Geschichte: Von der Arbeitsgemeinschaft Solar 91 zur Solar Agentur

1. Anfänge

Am 22. Mai 1990 lancierte die gemeinnützige «Arbeitsgemeinschaft Solar 91 für eine energieunabhängigere Schweiz» (heute: Solar Agentur Schweiz) den Schweizer Solarpreis. Im Rahmen dieses nationalen Projektes wurden Gemeinden, Privatunternehmungen und Einzelpersonen aufgefordert, Solaranlagen zwischen 1 kW und 1 MW zu planen und zu bauen, und zwar explizit ohne Grünflächen zu beanspruchen. Zum 700-jährigen Jubiläum der Schweizer Eidgenossenschaft 1991 und im Beisein von Bundesrat und Energieminister Adolf Ogi wurde am 4. Oktober 1991 erstmals der Schweizer Solarpreis verliehen. Die gemeinnützige Solar Agentur Schweiz ist gesamtschweizerisch breit abgestützt.

2. Was will die Solar Agentur Schweiz (SAS)?

Als Koordinatorin des Schweizer und Europäischen Solarpreises strebt die Solar Agentur Schweiz in allen 2'600 Schweizer Gemeinden und Städten die Nutzung der Solarenergie auf überbauter Fläche an. Dieses Ziel soll vor allem durch bessere Rahmenbedingungen für PlusEnergieBauten umgesetzt werden. Denn PEB senken 80% Energieverluste und CO2-Emissionen und erhöhen die lokale Wertschöpfung.

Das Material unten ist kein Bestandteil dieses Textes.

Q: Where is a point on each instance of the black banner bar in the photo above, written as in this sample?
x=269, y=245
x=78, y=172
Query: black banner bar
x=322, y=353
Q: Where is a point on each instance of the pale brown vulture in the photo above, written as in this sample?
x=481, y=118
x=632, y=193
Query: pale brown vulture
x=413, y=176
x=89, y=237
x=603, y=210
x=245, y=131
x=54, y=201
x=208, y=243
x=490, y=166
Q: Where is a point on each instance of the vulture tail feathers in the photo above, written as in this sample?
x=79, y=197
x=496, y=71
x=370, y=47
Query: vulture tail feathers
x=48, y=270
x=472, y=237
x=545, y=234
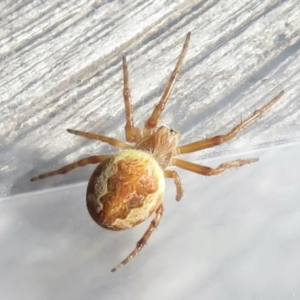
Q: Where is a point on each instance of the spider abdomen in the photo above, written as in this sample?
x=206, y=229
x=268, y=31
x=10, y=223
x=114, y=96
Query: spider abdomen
x=125, y=189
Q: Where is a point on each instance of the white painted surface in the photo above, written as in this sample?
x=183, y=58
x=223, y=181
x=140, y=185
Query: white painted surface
x=235, y=236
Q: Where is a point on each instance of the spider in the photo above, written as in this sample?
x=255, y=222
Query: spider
x=127, y=187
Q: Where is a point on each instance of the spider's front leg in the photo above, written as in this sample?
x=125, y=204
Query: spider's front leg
x=207, y=171
x=142, y=242
x=173, y=174
x=152, y=121
x=220, y=139
x=133, y=134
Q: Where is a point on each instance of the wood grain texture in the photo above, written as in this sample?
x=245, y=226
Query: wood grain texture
x=60, y=65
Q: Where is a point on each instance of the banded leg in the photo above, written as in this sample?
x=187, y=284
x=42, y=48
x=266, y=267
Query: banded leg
x=142, y=242
x=80, y=163
x=219, y=139
x=207, y=171
x=132, y=133
x=177, y=181
x=152, y=121
x=102, y=138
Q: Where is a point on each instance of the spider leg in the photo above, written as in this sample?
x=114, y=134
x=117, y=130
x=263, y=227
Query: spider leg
x=132, y=133
x=207, y=171
x=177, y=181
x=152, y=121
x=142, y=242
x=80, y=163
x=102, y=138
x=219, y=139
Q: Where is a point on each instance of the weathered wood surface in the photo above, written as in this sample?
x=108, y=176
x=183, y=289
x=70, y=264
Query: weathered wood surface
x=61, y=68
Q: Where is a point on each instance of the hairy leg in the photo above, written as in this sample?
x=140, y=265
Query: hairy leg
x=207, y=171
x=219, y=139
x=132, y=133
x=142, y=242
x=152, y=121
x=176, y=178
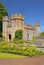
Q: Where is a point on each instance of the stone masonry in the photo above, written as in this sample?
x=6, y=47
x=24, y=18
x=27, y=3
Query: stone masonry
x=16, y=22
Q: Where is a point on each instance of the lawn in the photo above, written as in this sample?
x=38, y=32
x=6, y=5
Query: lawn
x=6, y=55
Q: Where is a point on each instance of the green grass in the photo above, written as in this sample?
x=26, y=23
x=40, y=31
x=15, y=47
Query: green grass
x=6, y=55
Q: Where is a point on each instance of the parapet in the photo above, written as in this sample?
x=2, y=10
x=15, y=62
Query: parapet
x=37, y=23
x=17, y=17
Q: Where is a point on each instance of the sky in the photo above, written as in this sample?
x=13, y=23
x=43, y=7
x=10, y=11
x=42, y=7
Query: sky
x=33, y=10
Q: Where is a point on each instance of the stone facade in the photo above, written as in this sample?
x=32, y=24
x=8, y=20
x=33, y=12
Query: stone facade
x=16, y=22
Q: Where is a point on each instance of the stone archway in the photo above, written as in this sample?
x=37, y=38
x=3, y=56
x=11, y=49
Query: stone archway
x=9, y=36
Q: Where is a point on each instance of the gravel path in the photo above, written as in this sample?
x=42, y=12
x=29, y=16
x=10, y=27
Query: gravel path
x=26, y=61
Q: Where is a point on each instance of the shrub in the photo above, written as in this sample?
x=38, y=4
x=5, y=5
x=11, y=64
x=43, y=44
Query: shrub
x=18, y=34
x=21, y=41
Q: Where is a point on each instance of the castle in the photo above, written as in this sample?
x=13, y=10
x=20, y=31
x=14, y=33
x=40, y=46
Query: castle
x=16, y=22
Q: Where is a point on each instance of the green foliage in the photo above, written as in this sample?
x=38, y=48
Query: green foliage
x=18, y=41
x=18, y=34
x=33, y=40
x=41, y=34
x=22, y=50
x=15, y=41
x=21, y=41
x=3, y=12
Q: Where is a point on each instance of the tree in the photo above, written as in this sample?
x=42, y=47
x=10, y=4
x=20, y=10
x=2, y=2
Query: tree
x=3, y=12
x=41, y=34
x=18, y=34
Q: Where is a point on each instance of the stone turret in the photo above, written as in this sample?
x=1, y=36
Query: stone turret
x=37, y=28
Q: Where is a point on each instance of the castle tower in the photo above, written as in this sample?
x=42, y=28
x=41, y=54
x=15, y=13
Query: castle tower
x=17, y=21
x=37, y=29
x=6, y=27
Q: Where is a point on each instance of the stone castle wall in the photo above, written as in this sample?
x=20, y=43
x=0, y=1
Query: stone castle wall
x=17, y=22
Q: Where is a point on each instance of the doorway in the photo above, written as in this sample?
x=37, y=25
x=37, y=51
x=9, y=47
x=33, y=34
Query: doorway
x=9, y=36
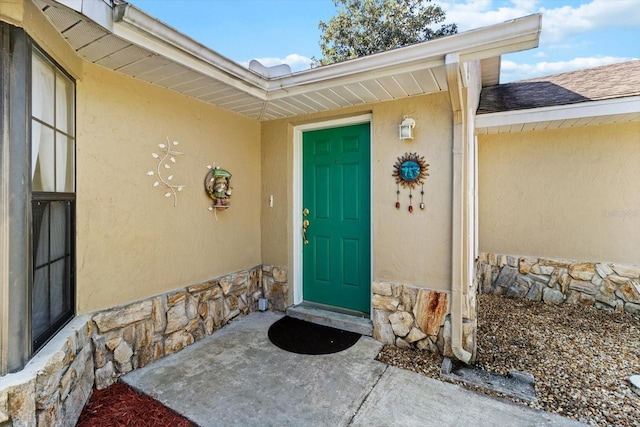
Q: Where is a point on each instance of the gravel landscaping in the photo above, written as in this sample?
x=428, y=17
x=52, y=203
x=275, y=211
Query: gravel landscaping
x=581, y=357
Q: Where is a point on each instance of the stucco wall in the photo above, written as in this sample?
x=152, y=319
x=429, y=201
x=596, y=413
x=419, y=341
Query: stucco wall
x=397, y=235
x=131, y=241
x=565, y=193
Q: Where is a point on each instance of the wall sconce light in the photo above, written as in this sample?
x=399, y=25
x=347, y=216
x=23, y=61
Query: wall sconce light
x=406, y=128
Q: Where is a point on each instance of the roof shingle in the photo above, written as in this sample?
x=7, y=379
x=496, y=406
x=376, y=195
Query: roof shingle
x=594, y=84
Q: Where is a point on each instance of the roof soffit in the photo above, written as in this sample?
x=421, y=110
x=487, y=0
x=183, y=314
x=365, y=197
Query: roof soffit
x=161, y=55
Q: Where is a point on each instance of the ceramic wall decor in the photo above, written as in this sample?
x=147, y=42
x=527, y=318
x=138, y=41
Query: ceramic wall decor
x=217, y=185
x=410, y=171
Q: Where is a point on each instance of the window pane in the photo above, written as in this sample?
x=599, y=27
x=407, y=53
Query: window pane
x=40, y=301
x=42, y=158
x=42, y=89
x=64, y=166
x=64, y=104
x=57, y=291
x=41, y=233
x=58, y=230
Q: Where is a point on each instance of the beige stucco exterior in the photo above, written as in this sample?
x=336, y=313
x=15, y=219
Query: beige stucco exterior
x=564, y=193
x=131, y=241
x=397, y=234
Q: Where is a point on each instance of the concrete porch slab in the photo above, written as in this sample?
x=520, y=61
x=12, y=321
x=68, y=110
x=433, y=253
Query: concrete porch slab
x=236, y=377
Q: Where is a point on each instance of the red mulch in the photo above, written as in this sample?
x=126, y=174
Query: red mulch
x=119, y=405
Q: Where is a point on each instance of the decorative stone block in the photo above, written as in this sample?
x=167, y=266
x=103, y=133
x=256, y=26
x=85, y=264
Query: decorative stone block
x=401, y=323
x=535, y=292
x=632, y=308
x=382, y=330
x=603, y=270
x=505, y=278
x=385, y=303
x=176, y=317
x=583, y=287
x=525, y=264
x=48, y=379
x=279, y=274
x=383, y=289
x=176, y=298
x=415, y=335
x=22, y=404
x=519, y=288
x=109, y=320
x=430, y=310
x=630, y=271
x=177, y=341
x=582, y=271
x=607, y=286
x=629, y=292
x=552, y=296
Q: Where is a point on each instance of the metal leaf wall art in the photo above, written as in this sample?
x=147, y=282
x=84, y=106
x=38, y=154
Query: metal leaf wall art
x=166, y=159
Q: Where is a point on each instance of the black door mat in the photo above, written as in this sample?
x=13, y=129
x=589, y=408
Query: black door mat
x=302, y=337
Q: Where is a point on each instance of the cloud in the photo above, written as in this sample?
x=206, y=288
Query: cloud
x=563, y=22
x=512, y=71
x=558, y=22
x=295, y=61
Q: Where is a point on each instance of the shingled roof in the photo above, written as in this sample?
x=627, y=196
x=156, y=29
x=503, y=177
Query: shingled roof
x=595, y=84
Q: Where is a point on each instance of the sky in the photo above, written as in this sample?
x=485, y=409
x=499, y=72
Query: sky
x=576, y=34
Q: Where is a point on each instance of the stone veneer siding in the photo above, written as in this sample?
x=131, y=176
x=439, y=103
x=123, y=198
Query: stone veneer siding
x=96, y=349
x=606, y=286
x=411, y=317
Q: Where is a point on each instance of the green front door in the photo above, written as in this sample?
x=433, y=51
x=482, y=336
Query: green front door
x=336, y=201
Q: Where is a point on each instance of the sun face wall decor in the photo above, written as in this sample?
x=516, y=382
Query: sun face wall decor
x=410, y=171
x=217, y=185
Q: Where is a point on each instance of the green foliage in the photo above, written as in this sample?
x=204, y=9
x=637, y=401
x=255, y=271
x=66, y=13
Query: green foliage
x=364, y=27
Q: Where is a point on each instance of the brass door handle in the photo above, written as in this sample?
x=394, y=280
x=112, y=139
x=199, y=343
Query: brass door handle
x=305, y=225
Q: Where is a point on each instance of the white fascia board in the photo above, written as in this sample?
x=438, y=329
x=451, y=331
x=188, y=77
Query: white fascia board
x=511, y=36
x=139, y=28
x=607, y=107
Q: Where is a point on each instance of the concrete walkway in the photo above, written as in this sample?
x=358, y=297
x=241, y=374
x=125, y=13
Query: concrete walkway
x=236, y=377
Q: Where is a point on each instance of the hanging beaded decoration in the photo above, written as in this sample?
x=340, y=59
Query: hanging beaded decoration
x=409, y=171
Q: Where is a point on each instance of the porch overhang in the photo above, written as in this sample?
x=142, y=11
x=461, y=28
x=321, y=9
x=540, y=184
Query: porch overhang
x=123, y=38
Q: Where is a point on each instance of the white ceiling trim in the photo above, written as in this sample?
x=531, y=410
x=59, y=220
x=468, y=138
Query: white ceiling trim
x=572, y=115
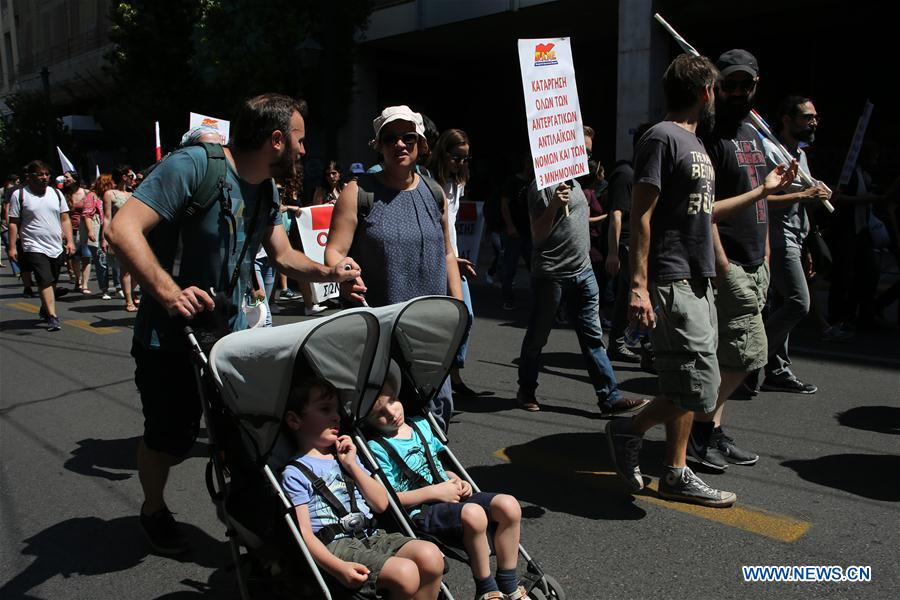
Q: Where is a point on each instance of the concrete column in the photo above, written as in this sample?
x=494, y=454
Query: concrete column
x=357, y=130
x=641, y=63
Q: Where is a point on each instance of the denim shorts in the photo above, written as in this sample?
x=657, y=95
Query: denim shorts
x=444, y=519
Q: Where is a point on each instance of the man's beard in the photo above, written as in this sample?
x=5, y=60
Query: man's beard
x=731, y=112
x=285, y=167
x=707, y=119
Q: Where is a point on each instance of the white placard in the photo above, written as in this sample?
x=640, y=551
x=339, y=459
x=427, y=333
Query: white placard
x=313, y=223
x=469, y=228
x=555, y=129
x=223, y=126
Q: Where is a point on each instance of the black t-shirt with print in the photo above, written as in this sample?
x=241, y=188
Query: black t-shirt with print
x=740, y=163
x=675, y=161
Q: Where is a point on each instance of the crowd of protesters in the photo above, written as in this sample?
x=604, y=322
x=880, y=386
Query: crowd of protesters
x=696, y=256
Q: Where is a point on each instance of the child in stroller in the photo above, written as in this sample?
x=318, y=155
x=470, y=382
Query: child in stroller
x=440, y=503
x=331, y=492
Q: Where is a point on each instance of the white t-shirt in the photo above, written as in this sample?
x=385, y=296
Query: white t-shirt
x=39, y=226
x=454, y=192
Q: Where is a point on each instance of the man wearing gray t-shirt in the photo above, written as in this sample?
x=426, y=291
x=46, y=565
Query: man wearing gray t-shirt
x=561, y=272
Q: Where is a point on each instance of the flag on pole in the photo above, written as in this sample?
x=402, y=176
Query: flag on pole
x=65, y=162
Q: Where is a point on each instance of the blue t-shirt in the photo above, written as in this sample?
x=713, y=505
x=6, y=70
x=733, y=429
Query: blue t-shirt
x=299, y=490
x=412, y=452
x=209, y=250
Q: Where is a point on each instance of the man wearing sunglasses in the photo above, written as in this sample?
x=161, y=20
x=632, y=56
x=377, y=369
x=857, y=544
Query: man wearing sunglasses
x=740, y=214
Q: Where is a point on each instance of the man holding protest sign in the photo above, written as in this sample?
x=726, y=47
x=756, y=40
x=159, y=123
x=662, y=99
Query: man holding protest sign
x=671, y=293
x=194, y=262
x=561, y=272
x=741, y=221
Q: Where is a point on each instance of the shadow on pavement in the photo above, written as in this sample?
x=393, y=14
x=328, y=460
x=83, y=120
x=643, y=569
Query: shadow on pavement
x=102, y=458
x=869, y=475
x=575, y=462
x=880, y=419
x=92, y=546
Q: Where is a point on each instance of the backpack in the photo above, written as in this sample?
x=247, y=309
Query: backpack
x=366, y=198
x=213, y=184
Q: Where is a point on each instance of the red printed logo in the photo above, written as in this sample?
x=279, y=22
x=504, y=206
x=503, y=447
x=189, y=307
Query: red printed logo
x=544, y=55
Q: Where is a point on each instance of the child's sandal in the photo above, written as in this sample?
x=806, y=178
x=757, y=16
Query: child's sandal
x=519, y=594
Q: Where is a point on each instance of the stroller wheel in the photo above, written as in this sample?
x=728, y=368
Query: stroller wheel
x=554, y=590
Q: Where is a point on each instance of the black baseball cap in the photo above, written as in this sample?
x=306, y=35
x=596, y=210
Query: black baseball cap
x=737, y=60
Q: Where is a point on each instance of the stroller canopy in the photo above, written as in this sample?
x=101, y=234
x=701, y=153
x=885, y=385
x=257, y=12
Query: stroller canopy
x=254, y=369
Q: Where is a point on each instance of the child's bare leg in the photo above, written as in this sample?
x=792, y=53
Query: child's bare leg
x=508, y=514
x=399, y=577
x=430, y=564
x=475, y=540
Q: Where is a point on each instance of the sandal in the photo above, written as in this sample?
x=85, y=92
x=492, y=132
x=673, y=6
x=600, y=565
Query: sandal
x=519, y=594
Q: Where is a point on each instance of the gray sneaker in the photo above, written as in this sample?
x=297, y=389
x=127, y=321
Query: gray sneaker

3. PlusEnergieBauten und Norman Foster Solar Award

2010 wurden zum ersten Mal Preise für PlusEnergieBauten verliehen. Das Ziel der PEB-Preise ist es, Architekten und Ingenieure dem Stand der Technik entsprechend zu fördern und zu fordern, um möglichst flächendeckend PEB zu realisieren. Im Jahr 2000 wurden die ersten Wohn- und Geschäftsbauten in BE und GR als PEB mit dem Schweizer und Europ. Solarpreis ausgezeichnet. Seither fand eine Revolution im Gebäudetechnologiegewerbe statt. Man erstellt immer energieeffizientere Bauten, die bei vollem Komfort immer weniger Energie konsumieren und mehr Energie erzeugen, als sie im Jahresdurchschnitt für Heizung, Warmwasser und die gesamte Stromversorgung benötigen. Der PEB-Stromüberschuss kann ins öffentliche Netz eingespeist oder für Elektroautos, den ÖV und zur Senkung von CO2-Emissionen verwendet werden. PEB leisten somit den mit Abstand grössten und ökonomisch günstigsten Beitrag für die Energiewende 2050. Mehr dazu finden Sie hier.   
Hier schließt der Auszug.